Non, dans la grande majorité des cas. L’étude CSIRO montre que 75 % des VPN gratuits intègrent des trackers et 38 % contiennent des malwares. La seule exception notable est Proton VPN Free, qui est financé par les abonnés payants et dont le code est open-source et audité. Pour une protection réelle de votre vie privée, un VPN payant à partir de 2 euros par mois reste la solution la plus fiable.
Proton VPN Free est-il vraiment sûr ?
Oui, Proton VPN Free est le VPN gratuit le plus fiable du marché. Il est développé par Proton AG, une entreprise suisse fondée par des scientifiques du CERN, reconnue pour Proton Mail. Le code est 100 % open-source, audité par Securitum, et la version gratuite est financée par les abonnés payants — pas par la revente de données. Les limitations sont réelles (1 appareil, 5 serveurs, pas de streaming), mais la sécurité est au même niveau que l’offre payante.
Pourquoi les VPN gratuits sont-ils encore si populaires ?

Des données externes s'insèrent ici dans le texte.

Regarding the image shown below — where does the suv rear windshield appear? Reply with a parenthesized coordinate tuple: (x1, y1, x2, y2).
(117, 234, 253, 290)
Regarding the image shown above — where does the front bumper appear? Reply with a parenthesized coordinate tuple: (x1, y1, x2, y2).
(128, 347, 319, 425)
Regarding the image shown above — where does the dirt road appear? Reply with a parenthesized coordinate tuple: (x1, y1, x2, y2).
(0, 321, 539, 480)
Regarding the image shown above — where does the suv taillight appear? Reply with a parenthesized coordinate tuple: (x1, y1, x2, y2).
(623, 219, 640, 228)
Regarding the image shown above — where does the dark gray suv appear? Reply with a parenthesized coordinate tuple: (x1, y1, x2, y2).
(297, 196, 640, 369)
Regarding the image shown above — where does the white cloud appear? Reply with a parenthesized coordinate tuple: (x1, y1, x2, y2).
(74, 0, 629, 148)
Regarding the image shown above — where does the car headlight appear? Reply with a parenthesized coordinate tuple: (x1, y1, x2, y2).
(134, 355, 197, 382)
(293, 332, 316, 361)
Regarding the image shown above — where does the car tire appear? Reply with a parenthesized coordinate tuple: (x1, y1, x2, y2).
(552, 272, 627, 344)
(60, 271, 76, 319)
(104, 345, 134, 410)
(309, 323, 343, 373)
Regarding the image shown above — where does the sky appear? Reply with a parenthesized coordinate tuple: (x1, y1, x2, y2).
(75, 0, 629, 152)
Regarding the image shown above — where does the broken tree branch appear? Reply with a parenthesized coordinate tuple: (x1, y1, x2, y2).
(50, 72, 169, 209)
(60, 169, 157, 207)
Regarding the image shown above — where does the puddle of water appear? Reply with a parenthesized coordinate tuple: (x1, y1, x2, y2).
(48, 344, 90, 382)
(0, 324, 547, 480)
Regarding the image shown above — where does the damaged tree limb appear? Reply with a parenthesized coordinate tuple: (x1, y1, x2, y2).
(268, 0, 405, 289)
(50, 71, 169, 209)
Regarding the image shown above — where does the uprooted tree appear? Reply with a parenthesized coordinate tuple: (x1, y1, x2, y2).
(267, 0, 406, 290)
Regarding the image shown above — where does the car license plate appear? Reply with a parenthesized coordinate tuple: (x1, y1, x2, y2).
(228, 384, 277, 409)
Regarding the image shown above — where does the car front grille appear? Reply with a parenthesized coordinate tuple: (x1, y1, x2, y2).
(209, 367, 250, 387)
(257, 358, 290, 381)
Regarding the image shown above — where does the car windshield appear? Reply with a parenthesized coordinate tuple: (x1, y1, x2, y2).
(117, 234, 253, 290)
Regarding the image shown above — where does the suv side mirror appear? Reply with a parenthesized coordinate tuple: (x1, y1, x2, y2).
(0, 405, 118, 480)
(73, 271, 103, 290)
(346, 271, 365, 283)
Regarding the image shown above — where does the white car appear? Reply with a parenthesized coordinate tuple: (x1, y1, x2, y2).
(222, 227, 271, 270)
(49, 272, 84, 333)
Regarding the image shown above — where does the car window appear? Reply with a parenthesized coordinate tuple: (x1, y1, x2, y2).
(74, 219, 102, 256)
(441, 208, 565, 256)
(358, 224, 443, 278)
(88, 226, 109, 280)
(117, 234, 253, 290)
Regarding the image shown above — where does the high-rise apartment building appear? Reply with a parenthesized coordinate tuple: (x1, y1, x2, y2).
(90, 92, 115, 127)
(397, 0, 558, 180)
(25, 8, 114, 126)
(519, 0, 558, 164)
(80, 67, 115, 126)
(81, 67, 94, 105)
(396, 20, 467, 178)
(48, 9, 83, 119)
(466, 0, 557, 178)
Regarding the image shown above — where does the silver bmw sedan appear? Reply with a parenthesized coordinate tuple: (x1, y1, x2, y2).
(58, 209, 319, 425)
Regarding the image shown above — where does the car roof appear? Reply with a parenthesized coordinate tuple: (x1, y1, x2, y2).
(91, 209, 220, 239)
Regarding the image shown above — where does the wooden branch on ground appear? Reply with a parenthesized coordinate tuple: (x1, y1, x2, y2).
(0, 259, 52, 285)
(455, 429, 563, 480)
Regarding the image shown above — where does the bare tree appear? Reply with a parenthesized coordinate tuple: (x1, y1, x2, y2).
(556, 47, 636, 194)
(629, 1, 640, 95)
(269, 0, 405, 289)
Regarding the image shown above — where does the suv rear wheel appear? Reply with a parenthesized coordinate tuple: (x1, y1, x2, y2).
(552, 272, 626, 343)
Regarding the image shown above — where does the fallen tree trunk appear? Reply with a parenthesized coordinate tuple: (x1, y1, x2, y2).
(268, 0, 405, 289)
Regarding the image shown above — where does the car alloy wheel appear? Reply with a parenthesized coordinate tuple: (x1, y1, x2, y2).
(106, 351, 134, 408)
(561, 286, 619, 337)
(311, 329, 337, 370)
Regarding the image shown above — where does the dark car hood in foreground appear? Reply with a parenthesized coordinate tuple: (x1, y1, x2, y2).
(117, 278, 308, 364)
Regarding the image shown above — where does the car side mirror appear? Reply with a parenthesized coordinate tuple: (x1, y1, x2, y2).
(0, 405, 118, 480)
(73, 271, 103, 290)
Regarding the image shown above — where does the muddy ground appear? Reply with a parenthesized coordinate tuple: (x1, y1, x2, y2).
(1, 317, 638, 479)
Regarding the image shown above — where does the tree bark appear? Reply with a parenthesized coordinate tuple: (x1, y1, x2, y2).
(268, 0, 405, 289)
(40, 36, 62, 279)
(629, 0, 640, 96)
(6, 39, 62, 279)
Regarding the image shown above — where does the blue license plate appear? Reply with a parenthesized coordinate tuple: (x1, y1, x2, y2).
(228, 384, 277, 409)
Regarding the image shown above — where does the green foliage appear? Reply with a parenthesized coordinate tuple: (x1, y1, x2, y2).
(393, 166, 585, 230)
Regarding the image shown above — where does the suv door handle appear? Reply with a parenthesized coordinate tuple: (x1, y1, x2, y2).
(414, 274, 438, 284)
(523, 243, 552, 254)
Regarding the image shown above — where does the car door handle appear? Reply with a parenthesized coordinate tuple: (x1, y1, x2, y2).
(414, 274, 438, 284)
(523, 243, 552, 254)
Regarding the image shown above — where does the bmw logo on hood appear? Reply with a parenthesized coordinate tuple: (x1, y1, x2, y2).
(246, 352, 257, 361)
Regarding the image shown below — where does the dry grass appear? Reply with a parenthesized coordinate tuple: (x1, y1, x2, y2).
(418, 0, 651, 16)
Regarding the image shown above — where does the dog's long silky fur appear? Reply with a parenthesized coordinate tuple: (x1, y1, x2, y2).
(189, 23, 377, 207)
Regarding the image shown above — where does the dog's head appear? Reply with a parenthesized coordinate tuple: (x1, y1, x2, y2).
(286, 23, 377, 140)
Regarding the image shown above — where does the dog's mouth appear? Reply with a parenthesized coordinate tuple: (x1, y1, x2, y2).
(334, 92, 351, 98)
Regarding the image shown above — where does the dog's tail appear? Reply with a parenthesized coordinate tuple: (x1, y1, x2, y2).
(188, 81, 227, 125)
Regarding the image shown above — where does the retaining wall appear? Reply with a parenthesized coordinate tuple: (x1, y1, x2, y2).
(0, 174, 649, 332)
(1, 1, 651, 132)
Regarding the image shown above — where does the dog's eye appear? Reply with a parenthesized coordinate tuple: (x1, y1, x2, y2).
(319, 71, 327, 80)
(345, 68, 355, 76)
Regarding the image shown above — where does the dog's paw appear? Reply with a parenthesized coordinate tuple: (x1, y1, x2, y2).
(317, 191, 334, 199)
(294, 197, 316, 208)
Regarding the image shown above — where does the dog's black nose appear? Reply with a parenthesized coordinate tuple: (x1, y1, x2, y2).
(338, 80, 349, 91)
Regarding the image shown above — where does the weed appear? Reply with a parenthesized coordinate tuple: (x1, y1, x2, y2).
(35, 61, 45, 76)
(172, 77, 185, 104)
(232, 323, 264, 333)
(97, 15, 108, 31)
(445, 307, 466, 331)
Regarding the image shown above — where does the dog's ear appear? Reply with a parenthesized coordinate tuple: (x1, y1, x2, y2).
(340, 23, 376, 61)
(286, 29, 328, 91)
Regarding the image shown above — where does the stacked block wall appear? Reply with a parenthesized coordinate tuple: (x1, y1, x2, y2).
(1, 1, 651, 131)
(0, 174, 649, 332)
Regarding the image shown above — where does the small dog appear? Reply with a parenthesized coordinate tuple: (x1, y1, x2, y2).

Trois raisons principales : le réflexe du gratuit (pourquoi payer quand c’est disponible gratuitement ?), l’ignorance des risques (la plupart des utilisateurs ne lisent pas les politiques de confidentialité) et le marketing trompeur (ces applications se présentent comme des solutions de sécurité avec des milliers de faux avis positifs). La sensibilisation est la meilleure arme : en comprenant le modèle économique des VPN gratuits, on comprend pourquoi la gratuité est un leurre.
Puis-je utiliser un VPN gratuit pour le télétravail ?
C’est fortement déconseillé. Les VPN gratuits manquent de fonctionnalités essentielles pour le travail à distance (kill switch, split tunneling, IP dédiée) et présentent des risques de sécurité incompatibles avec la manipulation de données professionnelles. Une fuite de données via un VPN gratuit pourrait coûter des milliers d’euros à votre entreprise. Pour des recommandations adaptées au travail à distance, consultez notre guide VPN et télétravail.
Conclusion : investissez 2 euros par mois dans votre sécurité
La promesse d’un VPN gratuit est séduisante, mais la réalité est sans appel. Dans le meilleur des cas, vous obtenez un service lent et limité. Dans le pire des cas, vos données personnelles sont revendues, votre appareil est infecté par des malwares, et votre bande passante est exploitée à votre insu.
Pour moins de 2,20 euros par mois — le prix d’un espresso au comptoir — vous pouvez obtenir un VPN premium avec chiffrement de niveau militaire, des milliers de serveurs rapides, un support technique 24/7 et la tranquillité d’esprit d’un fournisseur audité.
Le choix est simple : payer quelques euros pour une protection réelle, ou « économiser » en devenant le produit. Ma recommandation est claire : investissez dans un VPN payant. Votre vie privée vaut bien plus que le prix d’un café.